The Perfect Drug

The Fragile #2 | Flesh & Bones : 19991111

 

今日は料理の本を見ていた。

ステーキの特集で、ものすごい大きさの肉のかたまりやスライスの写真を嫌と言う程見た。骨もきっちり写っている巨大な肉のスライスだとか、牛の半身が吊るされているのとか。肉の赤身の色が非常に美しく、熟成して後の黒ずんだ赤などは肉の持つ圧倒的なエネルギーを体現している。
脂身の色のアイボリー、はじの焼けている黄色やべっこう色でさえも甘い香りがして来そうな肉。はっきり言うとおいしそう。
残酷な感じもあるにはあるが…食材として扱われている文中ではそのイメージは払拭されている。
食事とは命を食べること、と言うのを目の当たりにする感じ。そう、その肉のかたまりには命の存在感がまだあった。

翌朝、一緒に見ていたダーリンに言われた。
「The Fragileのジャケットって昨日の本の肉と骨みたいだね」。……言われてみれば。
「そんで、NINのロゴは向かって右にあるから、それが『タマシイ』って感じ」。

タマシイ、って言うか心臓って言うか。ハート、だ。まさしく。
「NIN」が彼にとってのハート、タマシイそのものと言う意味なのだろうか。それは充分に納得できる話だ。

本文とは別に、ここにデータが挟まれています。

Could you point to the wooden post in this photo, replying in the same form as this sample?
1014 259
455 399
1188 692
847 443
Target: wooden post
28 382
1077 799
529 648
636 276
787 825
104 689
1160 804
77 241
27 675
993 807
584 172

皮を剥いでむき出しになった肉。体液と言う湿度の重み。そこに潜む命の存在感。このアルバムにはふさわしいビジュアルと言える。生の熱と色をさらけ出すビジュアル。

赤と白、と言う本来は相克を成す色が「命」の存在をほのめかす。つまりここにもまた、以前書いた「相反する二つの存在」がある。

そして、パッケージに「肉(体)をまとう」と言うイメージもまた、このアルバムには非常に大きな意味合いが付加される。よりリアルな、手に触れられる、等身大の彼がそこに在る感じ。

私は常々、このアルバムを聴き始めた当初から感想として「命に触れるような」と言う表現をして来た。いつ聴いても彼の存在感、言ってみればエネルギーとか熱を感じる。「肉と骨」と言う解釈はまさしくその感想にぴったりだったので、また「謎」を解く鍵をひとつ手に入れた気分だった。

「はっきりとした結論が出ないようにした」とトレント自身が言っているこのアルバムでは、アートワーク全般にもそのコンセプトが根付いているんだろうと思う。だから、この「肉と骨」もまた解釈の一つにすぎない。見方を変えたらまた別の物に見えるんだろう。
今日のこれは、解釈のひとつ目だ。